Consequently, he told Reuters Health, his study’s finding that lesbians have more orgasms than heterosexual women came as no surprise.

“There are still pretty strong sexual double standards in America and they infiltrate the bedroom,” he said.

Over counting?

Nicole Prause, who studies human sexual behavior at the University of California, Los Angeles, agrees that sexual double standards that favour pleasuring men continue to prevail. But she questioned the validity of the current study’s data on lesbians because she believes women often believe they are having an orgasm when in fact they are not.

“I would be shocked if they’re not over-counting,” Prause told Reuters Health. She was not involved with the current study.

“I don’t think they’re lying,” she said. “I think they really believe they’re having orgasm. If they’re having fun, keep having fun. But there’s a science issue that hasn’t been addressed.”

When both men and women reach orgasm they have eight to 12 measurable contractions, Prause said. But researchers don’t measure them.

“How do women learn what an orgasm is?” she asked. “Your parents aren’t talking to you about it. Where would you learn? I don’t know. Maybe they’re reporting orgasms just when they’re having a pleasurable sensation.”

Dearth of data

The authors of the current study say there is a dearth of data on rates of orgasm across sexual orientations.

In the new study, single men reported experiencing orgasm during sex with a familiar partner on average 85.1 percent of the time, while women reported orgasm 62.9 percent of the time.

Familiar partners exclude unfamiliar sexual “hookups,” like those common among students on college campuses, Garcia said.

“We know that in hookups, where men and women don’t know their partners, the orgasm rates are lower,” he said. It’s also known that that orgasm rates are higher in men and women in committed relationships, he said.

His data showed hardly any difference between the frequency of orgasm reported by heterosexual and gay men. Heterosexual men said they had an orgasm 85.5 percent of the time, and gay men reported orgasms 84.7 percent of the time.

Heterosexual women reported orgasm during sex with a familiar partner 61.6 percent of the time, while homosexual women reported orgasm significantly more often – 74.7 percent of the time, the study found.

Bisexual sex not so good

The surprising finding for Garcia, he said, was among bisexual men and women. Compared to other men, bisexual men reported a lower, though not significantly, orgasm rate of 77.6 percent, the study found.

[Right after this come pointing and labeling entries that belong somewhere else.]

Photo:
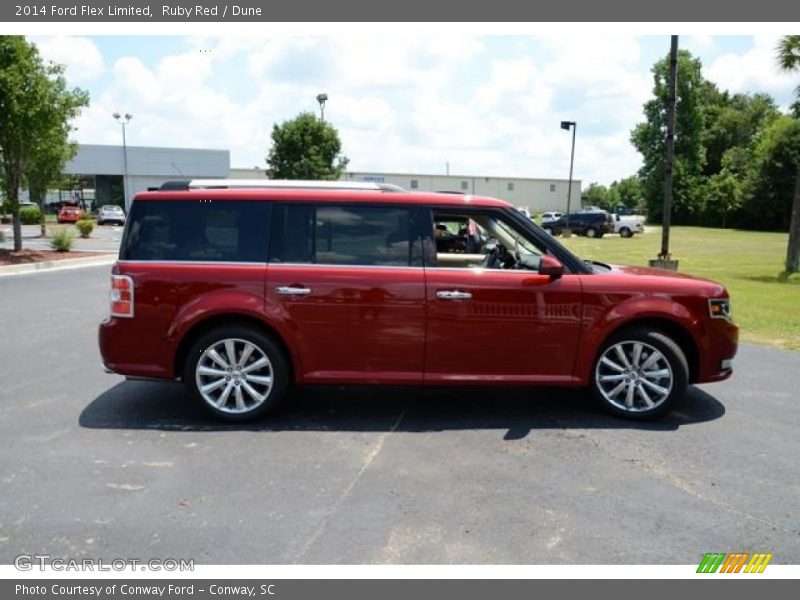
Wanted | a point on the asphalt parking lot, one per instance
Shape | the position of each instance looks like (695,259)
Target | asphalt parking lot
(95,466)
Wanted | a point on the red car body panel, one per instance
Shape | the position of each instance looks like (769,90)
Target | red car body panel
(387,325)
(518,327)
(364,324)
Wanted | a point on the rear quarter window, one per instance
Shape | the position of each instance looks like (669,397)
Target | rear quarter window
(197,230)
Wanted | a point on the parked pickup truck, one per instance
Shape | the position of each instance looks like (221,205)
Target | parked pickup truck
(627,226)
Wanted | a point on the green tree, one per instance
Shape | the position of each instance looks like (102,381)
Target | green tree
(772,177)
(725,190)
(789,60)
(733,122)
(695,97)
(629,192)
(305,148)
(598,195)
(35,110)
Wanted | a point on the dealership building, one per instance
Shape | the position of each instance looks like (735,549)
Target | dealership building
(99,174)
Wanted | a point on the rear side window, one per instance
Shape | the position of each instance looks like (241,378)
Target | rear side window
(202,230)
(345,235)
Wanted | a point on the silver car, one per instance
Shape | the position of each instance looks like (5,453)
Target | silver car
(110,213)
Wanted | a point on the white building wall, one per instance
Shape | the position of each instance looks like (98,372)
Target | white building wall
(149,167)
(538,195)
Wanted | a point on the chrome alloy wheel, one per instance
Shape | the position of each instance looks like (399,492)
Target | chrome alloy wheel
(634,376)
(234,376)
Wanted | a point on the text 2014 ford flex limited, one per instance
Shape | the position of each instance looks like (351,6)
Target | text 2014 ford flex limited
(241,288)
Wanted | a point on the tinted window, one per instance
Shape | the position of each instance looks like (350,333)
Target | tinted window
(229,231)
(345,235)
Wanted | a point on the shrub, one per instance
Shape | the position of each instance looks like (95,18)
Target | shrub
(85,226)
(30,215)
(62,239)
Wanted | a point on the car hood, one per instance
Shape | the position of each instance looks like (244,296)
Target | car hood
(648,271)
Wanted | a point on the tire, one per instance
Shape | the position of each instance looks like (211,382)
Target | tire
(628,392)
(241,394)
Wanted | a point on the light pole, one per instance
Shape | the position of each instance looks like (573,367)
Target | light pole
(566,126)
(322,99)
(124,120)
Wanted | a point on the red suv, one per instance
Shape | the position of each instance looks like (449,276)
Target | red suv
(242,288)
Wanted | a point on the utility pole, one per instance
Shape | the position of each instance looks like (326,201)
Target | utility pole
(664,260)
(567,125)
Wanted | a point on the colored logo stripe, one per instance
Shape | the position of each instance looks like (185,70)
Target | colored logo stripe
(759,561)
(733,563)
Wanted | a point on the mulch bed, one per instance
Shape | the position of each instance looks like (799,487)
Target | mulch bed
(9,257)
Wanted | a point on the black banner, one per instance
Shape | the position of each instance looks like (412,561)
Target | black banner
(385,589)
(198,11)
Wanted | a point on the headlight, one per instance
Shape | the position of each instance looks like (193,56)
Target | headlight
(720,308)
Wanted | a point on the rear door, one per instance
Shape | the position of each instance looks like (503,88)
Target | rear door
(490,320)
(347,281)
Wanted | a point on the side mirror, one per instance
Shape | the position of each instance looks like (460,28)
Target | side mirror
(550,266)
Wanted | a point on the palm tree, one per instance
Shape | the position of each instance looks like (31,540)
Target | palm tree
(789,60)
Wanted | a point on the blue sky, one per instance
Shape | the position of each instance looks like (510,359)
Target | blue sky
(487,105)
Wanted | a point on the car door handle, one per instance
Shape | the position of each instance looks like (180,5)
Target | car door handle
(288,290)
(453,295)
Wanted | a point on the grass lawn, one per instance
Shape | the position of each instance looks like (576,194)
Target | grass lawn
(749,264)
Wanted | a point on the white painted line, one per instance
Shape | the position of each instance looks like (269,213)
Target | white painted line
(57,265)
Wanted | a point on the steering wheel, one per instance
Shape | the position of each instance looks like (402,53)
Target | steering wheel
(492,258)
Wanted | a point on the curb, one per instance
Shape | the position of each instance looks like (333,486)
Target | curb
(58,265)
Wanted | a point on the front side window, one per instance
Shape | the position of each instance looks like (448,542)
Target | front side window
(197,230)
(482,239)
(345,235)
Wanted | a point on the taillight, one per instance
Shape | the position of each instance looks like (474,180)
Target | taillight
(121,296)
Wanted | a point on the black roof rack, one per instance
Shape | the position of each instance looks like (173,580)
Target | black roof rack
(186,184)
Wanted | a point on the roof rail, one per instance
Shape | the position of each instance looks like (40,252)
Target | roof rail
(278,184)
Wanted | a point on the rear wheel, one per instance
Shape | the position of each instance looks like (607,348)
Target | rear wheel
(236,373)
(640,374)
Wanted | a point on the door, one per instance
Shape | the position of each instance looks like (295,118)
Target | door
(347,282)
(492,317)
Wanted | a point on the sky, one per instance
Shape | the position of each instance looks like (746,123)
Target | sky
(402,102)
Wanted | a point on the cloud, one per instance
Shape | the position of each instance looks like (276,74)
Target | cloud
(79,55)
(490,106)
(754,71)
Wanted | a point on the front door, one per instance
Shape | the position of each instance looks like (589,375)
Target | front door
(490,315)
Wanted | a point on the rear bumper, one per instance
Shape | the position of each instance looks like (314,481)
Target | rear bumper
(122,351)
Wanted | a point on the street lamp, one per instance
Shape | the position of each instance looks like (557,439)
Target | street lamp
(322,99)
(565,125)
(124,120)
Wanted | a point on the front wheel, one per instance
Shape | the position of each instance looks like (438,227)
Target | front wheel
(236,373)
(640,374)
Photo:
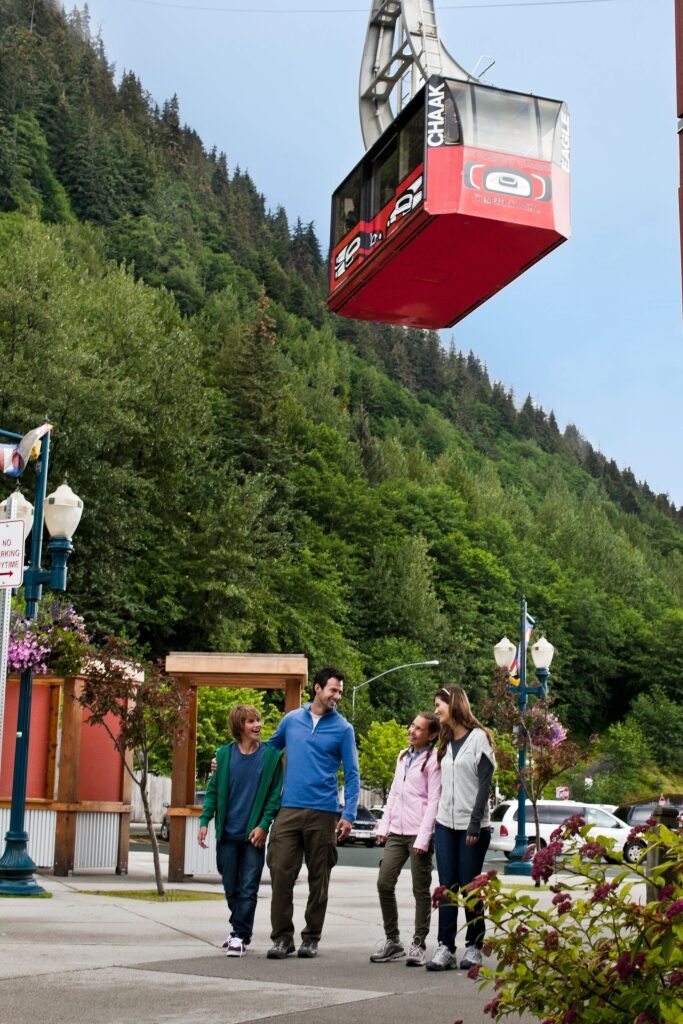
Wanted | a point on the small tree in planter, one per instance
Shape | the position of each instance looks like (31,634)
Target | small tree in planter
(145,711)
(596,954)
(549,753)
(55,640)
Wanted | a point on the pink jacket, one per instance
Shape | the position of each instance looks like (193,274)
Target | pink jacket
(413,802)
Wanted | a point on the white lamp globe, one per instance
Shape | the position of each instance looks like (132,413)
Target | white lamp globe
(62,511)
(504,652)
(542,653)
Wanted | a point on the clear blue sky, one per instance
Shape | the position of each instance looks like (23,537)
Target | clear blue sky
(593,331)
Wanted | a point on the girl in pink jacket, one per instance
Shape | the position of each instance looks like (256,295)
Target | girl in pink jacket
(408,825)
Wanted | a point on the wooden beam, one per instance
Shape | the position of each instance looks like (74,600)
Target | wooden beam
(53,739)
(181,663)
(70,756)
(179,771)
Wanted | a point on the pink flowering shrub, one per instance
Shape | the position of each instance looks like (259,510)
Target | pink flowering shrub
(595,952)
(25,649)
(545,729)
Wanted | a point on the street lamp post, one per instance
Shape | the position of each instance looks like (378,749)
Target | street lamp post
(506,655)
(410,665)
(60,512)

Bisexual women also reported a lower rate – 58 percent – than other women.

The reason for bisexuals’ lower orgasm rates remains unclear, Garcia said. He said the data underscore the need for more information about the health of sexual minorities.

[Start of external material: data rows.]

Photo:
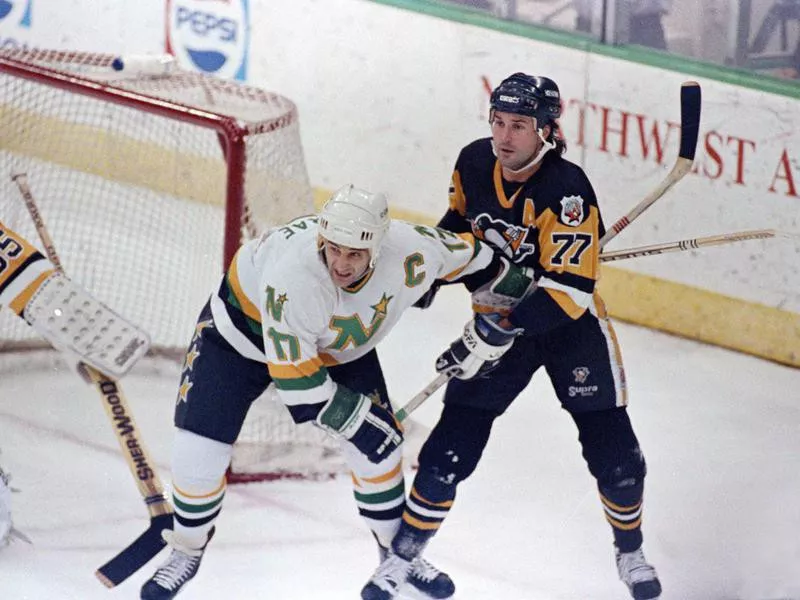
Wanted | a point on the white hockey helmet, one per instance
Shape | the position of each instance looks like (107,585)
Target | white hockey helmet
(355,218)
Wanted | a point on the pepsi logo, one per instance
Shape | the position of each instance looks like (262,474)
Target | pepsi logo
(209,35)
(17,12)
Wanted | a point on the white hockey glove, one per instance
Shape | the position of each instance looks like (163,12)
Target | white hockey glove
(505,291)
(74,322)
(478,350)
(366,424)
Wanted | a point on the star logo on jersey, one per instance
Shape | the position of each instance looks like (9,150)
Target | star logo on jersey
(352,331)
(515,241)
(381,308)
(275,302)
(183,391)
(572,210)
(198,330)
(191,356)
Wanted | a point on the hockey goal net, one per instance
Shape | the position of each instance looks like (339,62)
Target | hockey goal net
(148,180)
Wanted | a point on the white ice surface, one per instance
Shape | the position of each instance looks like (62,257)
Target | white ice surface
(720,431)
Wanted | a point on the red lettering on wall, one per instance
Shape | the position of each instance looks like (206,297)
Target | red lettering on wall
(784,172)
(712,139)
(607,129)
(740,147)
(654,138)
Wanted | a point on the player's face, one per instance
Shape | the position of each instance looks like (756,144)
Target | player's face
(345,265)
(515,139)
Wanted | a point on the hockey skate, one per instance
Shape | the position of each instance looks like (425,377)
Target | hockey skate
(394,572)
(171,577)
(640,577)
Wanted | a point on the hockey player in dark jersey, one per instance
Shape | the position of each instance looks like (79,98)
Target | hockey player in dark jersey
(515,191)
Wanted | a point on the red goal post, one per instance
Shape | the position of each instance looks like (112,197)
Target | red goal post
(148,182)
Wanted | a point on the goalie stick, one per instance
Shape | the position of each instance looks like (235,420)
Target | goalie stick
(149,543)
(690,128)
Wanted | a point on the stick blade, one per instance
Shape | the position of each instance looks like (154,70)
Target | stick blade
(137,554)
(690,118)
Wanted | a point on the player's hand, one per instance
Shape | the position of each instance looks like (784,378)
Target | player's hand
(478,350)
(366,424)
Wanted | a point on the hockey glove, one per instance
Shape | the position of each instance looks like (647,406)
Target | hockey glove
(505,291)
(478,350)
(366,424)
(427,298)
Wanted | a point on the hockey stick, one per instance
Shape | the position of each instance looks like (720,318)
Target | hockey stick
(679,246)
(690,128)
(428,391)
(149,543)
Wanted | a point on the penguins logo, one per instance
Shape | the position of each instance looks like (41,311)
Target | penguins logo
(510,239)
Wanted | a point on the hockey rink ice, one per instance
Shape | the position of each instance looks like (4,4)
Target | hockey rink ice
(720,431)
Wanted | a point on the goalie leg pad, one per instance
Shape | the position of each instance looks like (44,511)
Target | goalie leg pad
(73,321)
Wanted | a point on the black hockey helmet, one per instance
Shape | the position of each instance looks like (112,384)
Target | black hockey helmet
(528,95)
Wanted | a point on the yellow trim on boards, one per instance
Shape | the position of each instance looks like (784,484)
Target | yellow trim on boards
(683,310)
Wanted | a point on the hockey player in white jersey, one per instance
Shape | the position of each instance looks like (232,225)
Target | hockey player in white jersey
(312,300)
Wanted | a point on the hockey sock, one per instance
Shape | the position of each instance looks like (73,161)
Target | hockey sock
(623,510)
(379,491)
(198,477)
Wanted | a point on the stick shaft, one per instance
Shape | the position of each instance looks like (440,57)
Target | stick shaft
(114,401)
(689,244)
(690,128)
(423,395)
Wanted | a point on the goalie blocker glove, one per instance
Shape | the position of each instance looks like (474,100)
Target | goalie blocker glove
(478,350)
(74,322)
(366,424)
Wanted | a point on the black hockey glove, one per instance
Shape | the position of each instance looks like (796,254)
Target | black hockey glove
(427,298)
(366,424)
(478,350)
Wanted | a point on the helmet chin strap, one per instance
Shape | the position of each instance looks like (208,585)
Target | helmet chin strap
(536,159)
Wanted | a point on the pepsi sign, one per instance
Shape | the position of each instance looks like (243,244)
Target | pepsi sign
(15,16)
(212,36)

Prause also would like to learn more about sexual minorities and orgasm. But she is skeptical about the usefulness of the current study’s self-reported data.

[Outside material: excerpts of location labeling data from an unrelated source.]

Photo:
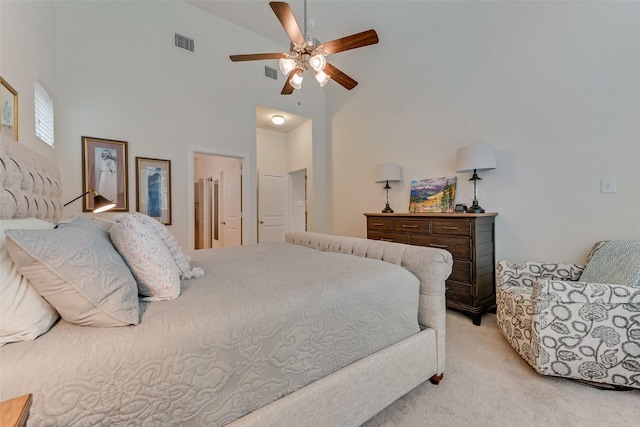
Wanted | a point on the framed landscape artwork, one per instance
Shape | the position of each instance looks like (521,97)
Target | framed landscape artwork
(104,167)
(153,188)
(8,109)
(433,195)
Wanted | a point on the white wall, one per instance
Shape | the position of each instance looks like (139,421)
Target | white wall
(120,77)
(553,86)
(271,150)
(27,51)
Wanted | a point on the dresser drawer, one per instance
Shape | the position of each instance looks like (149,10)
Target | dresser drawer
(411,226)
(452,228)
(459,292)
(461,271)
(383,224)
(388,236)
(460,248)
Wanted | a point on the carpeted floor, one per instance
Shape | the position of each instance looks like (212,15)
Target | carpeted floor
(486,383)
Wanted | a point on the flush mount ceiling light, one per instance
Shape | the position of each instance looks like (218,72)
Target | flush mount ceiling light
(306,52)
(277,119)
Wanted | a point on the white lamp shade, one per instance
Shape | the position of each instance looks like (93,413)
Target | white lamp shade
(296,80)
(388,172)
(322,78)
(287,65)
(476,157)
(318,62)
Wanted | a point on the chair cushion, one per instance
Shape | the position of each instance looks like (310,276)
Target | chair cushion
(616,262)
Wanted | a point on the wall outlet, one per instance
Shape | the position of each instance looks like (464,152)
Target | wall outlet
(608,185)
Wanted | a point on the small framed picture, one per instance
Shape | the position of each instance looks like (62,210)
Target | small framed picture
(8,109)
(153,188)
(104,167)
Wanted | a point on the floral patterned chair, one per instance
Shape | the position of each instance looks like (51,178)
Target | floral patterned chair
(565,321)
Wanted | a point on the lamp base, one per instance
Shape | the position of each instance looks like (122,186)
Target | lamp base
(475,208)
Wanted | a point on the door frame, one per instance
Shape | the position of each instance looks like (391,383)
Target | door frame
(249,193)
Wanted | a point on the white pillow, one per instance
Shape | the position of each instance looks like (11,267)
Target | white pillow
(76,268)
(149,260)
(24,314)
(181,260)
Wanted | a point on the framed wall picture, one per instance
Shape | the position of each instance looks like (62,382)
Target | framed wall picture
(8,109)
(104,167)
(433,194)
(153,188)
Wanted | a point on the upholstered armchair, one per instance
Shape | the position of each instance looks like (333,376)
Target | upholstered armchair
(564,325)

“I want to believe that women know their own bodies and I want to believe the lesbian effect is there. I’m glad they think they’re having a better time,” she said.

Along with the disadvantage of using self-reported data, the study was also limited by the fact that participation required access to a computer. In addition, the authors note, they “did not include the categories of ‘queer’ or ‘asexual’ or a variety of other categories that more fully encompass people’s sexual identities.”

Prause called for studies, like one she is doing in Pittsburgh, that actually measure orgasm contractions and check the validity of self-reports. Those studies are difficult to do, she said, because universities, including UCLA, are reluctant to allow people to reach orgasm in laboratories.

“There’s a very simple and straightforward way to measure the presence of orgasm,” Prause said, “but no one’s doing it.”